Estaban convidadas las dos familias aliadas para ir a la siega de trigo, que se practicaba a siete cuadras de distancia de las casas de |La Pradera.

Iba una mañana de las más despejadas del mes de agosto Fernando con las señoras de las dos haciendas; caminaban suavemente sobre la grama que los carros tenían aplastada en sus viajes del corte a la montonera, conduciendo los manojos de trigo. El canto de los peones hacía ecos dilatados en las lomas del oriente y todo era risueño, menos el semblante de Isabel, que no respondía sino con frialdad cuando Fernando le dirigía la palabra.

Este, acostumbrado a ver su sonrisa y a oír sus gratas contestaciones desde tiempo inmemorial, ardía en deseos por entrar en una explicación con Isabel; pero ésta no se apartaba un momento de doña Josefa y de Margarita.

Al fin llegaron las señoras al sitio donde trabajaban los peones de la cuadrilla de estancieros a la redonda. Era un espectáculo divertido ver cerca de ochenta peones, que pasando de norte a sur y de sur a norte, sobre una faja de la sementera de trigo, de una cuadra de ancho, quedaba ésta cortada, saliendo por el aire los manojos que botaban las amarradoras: los golpes de la hoz sonaban al compás del canto de la Gea, bajo los esfuerzos de los segadores encorvados, que formaban los pequeños montones, que recogían los cargueros inmediatamente.

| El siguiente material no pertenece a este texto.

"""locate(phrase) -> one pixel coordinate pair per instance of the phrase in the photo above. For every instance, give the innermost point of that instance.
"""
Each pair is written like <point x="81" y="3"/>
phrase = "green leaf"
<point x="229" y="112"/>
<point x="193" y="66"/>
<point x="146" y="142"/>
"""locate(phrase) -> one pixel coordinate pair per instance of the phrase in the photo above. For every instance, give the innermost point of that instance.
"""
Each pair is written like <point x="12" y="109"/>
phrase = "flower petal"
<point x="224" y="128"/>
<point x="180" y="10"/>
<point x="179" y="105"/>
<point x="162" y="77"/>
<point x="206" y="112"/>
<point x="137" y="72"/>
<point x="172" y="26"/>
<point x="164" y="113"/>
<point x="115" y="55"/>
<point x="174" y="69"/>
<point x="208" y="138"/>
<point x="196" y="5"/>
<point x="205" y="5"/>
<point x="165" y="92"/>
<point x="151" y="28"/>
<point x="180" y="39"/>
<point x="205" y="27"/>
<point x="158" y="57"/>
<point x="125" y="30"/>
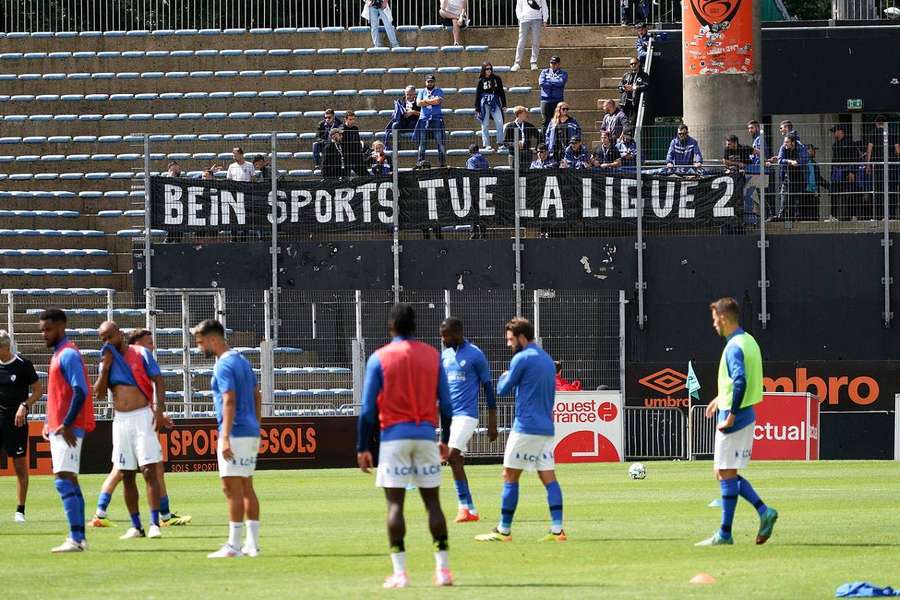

El cortador, esto es, el peón que marcaba la línea del lado del corte, era el que entonaba el verso del canto, y toda la peonada respondía en coro |gea, gea, gea, con una vocería que atronaba los aires.

-¿Qué origen habrá tenido este canto?, preguntó la señora Jerónima a don Fernando.

-El canto, dijo Fernando, es la expresión del sentimiento: canta el amante sus penas o sus quejas en forma de una serenata; canta la marsellesa el atrevido parisiense al acercarse a las barricadas; canta el boga el |curulao, acompañándose con el golpe del canalete para animarse, conformando todos sus movimientos al son de su música; y cantan los segadores para entrar en entusiasmo, sin que deje de tener el amor alguna parte, porque estos mismos peones no cantan en los otros trabajos, por ejemplo, en la arada, cuando siguen lentamente los pasos de la yunta de bueyes, empuñando la puya con la mano izquierda y con la derecha la manija del arado hecho de un tronco de palo, por el estilo de los que ahora doscientos o trescientos años usaban los españoles.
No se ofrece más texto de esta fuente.